Showing posts with label Clunes Booktown. Show all posts
Showing posts with label Clunes Booktown. Show all posts

Monday, March 27, 2023

That’s a wrap on Clunes Booktown Festival 2023

What a pleasure it was to participate in yesterday afternoon’s panel discussion Not Just a Pretty Picture on the final day of Clunes Booktown Festival 2023.


Huge thanks to everyone who made it so: inestimable Festival organisers Jon Hawkes and Sue Beal, fellow panelists Simon Perry and Philip Faulks, our superb Chair, Michele Ely, Shelley Hinton, who curated the pop-up exhibition, A picture’s worth a thousand words and last, but by no means least, our attentive, encouraging and enthusiastic audience. It did our hearts good to see so many of you there.

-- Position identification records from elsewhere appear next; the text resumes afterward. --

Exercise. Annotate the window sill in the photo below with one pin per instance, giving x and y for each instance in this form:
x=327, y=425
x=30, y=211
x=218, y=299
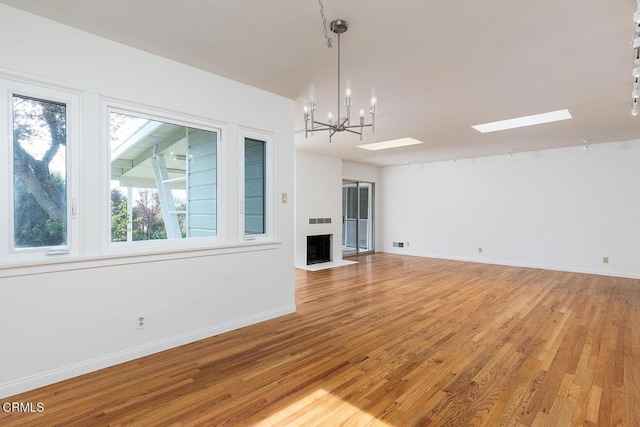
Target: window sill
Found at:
x=75, y=262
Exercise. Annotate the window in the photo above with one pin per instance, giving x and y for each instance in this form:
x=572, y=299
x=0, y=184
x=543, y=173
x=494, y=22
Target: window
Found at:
x=254, y=186
x=40, y=178
x=164, y=179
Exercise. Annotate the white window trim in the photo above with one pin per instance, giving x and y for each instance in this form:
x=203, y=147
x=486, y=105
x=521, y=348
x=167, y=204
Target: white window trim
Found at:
x=9, y=254
x=270, y=193
x=146, y=247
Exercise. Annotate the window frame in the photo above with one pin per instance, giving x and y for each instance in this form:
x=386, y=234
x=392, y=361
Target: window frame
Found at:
x=160, y=245
x=269, y=188
x=71, y=100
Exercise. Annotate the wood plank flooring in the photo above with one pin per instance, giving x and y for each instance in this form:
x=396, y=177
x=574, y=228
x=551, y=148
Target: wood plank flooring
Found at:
x=396, y=341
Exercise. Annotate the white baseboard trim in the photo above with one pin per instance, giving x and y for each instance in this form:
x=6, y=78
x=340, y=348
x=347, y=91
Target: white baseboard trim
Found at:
x=515, y=264
x=42, y=379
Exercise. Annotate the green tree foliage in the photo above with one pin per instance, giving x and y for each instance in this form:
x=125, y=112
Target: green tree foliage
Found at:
x=119, y=217
x=33, y=227
x=147, y=219
x=40, y=206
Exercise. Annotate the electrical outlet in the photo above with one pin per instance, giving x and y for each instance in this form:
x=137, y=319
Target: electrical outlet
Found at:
x=141, y=321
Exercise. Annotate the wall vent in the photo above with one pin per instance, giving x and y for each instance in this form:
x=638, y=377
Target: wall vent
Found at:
x=319, y=220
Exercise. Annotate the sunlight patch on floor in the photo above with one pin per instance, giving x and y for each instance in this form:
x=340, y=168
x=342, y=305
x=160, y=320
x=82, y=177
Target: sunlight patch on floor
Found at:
x=321, y=408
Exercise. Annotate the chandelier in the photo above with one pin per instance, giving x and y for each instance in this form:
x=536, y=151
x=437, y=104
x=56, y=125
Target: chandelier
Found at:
x=338, y=123
x=635, y=94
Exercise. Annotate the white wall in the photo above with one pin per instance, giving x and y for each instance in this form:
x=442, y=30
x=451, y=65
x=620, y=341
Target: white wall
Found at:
x=65, y=319
x=318, y=195
x=559, y=209
x=367, y=173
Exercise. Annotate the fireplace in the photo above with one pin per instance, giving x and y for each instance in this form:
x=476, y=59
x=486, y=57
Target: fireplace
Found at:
x=318, y=249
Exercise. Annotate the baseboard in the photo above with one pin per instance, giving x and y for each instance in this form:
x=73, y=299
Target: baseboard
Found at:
x=32, y=382
x=514, y=264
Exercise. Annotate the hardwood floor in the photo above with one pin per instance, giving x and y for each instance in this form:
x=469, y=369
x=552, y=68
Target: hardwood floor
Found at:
x=395, y=341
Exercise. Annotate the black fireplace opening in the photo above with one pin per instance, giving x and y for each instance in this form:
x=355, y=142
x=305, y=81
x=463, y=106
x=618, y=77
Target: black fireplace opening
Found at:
x=318, y=249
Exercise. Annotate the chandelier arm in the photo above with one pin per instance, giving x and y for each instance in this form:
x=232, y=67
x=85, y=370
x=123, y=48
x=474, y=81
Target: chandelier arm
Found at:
x=323, y=124
x=358, y=126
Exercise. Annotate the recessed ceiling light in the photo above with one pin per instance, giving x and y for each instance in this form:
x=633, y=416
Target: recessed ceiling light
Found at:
x=518, y=122
x=394, y=143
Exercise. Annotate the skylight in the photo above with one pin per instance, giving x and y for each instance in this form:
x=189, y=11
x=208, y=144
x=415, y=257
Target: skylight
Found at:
x=394, y=143
x=518, y=122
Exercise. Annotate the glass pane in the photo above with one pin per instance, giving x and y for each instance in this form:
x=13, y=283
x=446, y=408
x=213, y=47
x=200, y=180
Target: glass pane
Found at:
x=254, y=186
x=163, y=180
x=39, y=173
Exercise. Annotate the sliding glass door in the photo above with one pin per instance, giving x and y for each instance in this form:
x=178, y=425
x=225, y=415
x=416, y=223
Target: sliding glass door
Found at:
x=357, y=217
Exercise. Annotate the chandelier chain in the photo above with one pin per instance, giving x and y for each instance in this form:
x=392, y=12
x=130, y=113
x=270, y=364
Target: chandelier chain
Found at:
x=324, y=22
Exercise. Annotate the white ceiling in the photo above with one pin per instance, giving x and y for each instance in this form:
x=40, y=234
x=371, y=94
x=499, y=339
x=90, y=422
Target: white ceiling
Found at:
x=437, y=66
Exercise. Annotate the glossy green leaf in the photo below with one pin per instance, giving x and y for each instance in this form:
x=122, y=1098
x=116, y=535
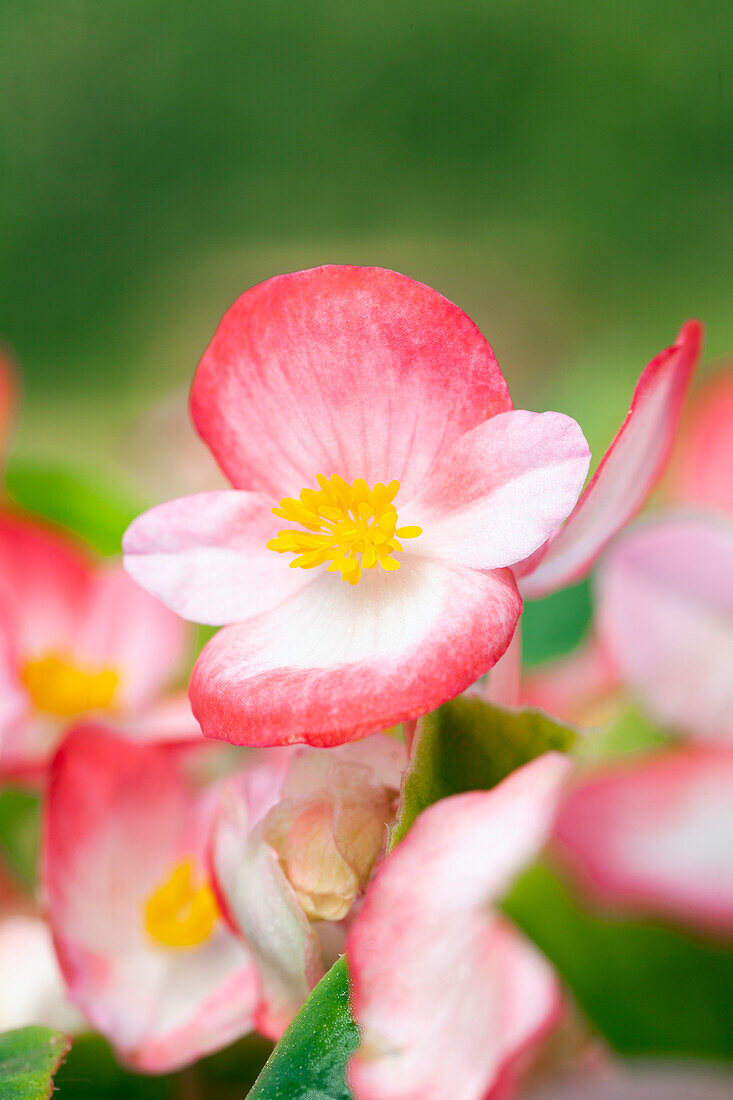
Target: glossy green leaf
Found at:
x=649, y=990
x=470, y=745
x=29, y=1058
x=84, y=505
x=309, y=1060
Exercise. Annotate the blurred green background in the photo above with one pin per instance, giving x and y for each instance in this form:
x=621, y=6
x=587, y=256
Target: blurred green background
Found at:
x=559, y=168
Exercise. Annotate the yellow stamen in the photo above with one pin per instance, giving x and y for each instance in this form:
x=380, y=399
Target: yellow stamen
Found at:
x=181, y=913
x=57, y=685
x=351, y=527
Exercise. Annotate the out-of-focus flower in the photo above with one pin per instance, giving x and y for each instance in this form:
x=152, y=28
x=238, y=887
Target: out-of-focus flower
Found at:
x=294, y=845
x=8, y=398
x=370, y=415
x=77, y=639
x=445, y=991
x=656, y=835
x=701, y=473
x=138, y=930
x=665, y=619
x=32, y=990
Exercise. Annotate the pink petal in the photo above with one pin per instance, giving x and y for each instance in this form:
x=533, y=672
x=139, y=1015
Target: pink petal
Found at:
x=666, y=619
x=657, y=835
x=626, y=474
x=441, y=1003
x=117, y=821
x=206, y=557
x=32, y=991
x=124, y=628
x=501, y=490
x=43, y=585
x=702, y=464
x=350, y=371
x=337, y=661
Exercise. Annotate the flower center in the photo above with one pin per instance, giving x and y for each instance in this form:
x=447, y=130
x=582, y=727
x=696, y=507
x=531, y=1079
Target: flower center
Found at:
x=182, y=912
x=58, y=686
x=352, y=527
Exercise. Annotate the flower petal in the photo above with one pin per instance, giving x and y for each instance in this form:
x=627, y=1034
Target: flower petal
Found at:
x=262, y=904
x=118, y=818
x=338, y=661
x=657, y=835
x=665, y=617
x=124, y=628
x=501, y=490
x=350, y=371
x=626, y=474
x=207, y=557
x=440, y=1001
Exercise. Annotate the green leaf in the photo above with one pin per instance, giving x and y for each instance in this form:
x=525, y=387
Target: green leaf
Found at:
x=470, y=745
x=556, y=625
x=29, y=1058
x=651, y=990
x=86, y=506
x=309, y=1060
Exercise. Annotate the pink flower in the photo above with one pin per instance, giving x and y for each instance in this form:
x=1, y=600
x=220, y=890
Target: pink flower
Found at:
x=626, y=474
x=138, y=930
x=665, y=619
x=293, y=849
x=702, y=472
x=370, y=415
x=656, y=835
x=77, y=639
x=445, y=991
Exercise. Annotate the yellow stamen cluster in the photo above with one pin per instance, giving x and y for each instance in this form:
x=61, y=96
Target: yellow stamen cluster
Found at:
x=57, y=685
x=182, y=913
x=352, y=527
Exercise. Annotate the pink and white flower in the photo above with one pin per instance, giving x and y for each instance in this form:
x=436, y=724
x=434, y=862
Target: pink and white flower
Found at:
x=665, y=619
x=370, y=415
x=138, y=931
x=77, y=639
x=294, y=844
x=445, y=991
x=656, y=835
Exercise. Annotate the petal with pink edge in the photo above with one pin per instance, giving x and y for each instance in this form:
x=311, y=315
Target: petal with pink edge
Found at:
x=501, y=490
x=43, y=585
x=665, y=617
x=702, y=466
x=440, y=1001
x=337, y=661
x=627, y=472
x=118, y=820
x=657, y=835
x=351, y=371
x=124, y=628
x=207, y=557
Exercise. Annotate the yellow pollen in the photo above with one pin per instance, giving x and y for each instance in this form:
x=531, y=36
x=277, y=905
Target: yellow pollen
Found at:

Pictured second from top, L-R: Chair Michele Ely, panelists Simon Perry, myself and Philip Faulks. Photo credit: Shane Jones.



Pictured above: Shane Jones in the Esmond Gallery, Clunes, with my linocuts The Heavens Declare 1 & 2, 2022 and Pirate Jenny and Mack the Knife and Pirate Jenny in a Kimono, both 1987, part of the exhibition A picture’s worth a thousand words. 

Sunday, March 19, 2023

Clunes Booktown Festival 2023



On Sunday 26 March I’ll be joining fellow visual artists Simon Perry, Philip Faulks & Darcy McConnell (ENOKi) at Clunes Booktown 2023 for Not just a pretty picture, an informal panel discussion chaired by Michelle Ely. We look forward to seeing you there. 

Pictured top: Double page view from There was once… The collected fairy tales published by Deborah Klein, Moth Woman Press, 2009. 

For further information, scroll down to Blog Post Wednesday, February 22.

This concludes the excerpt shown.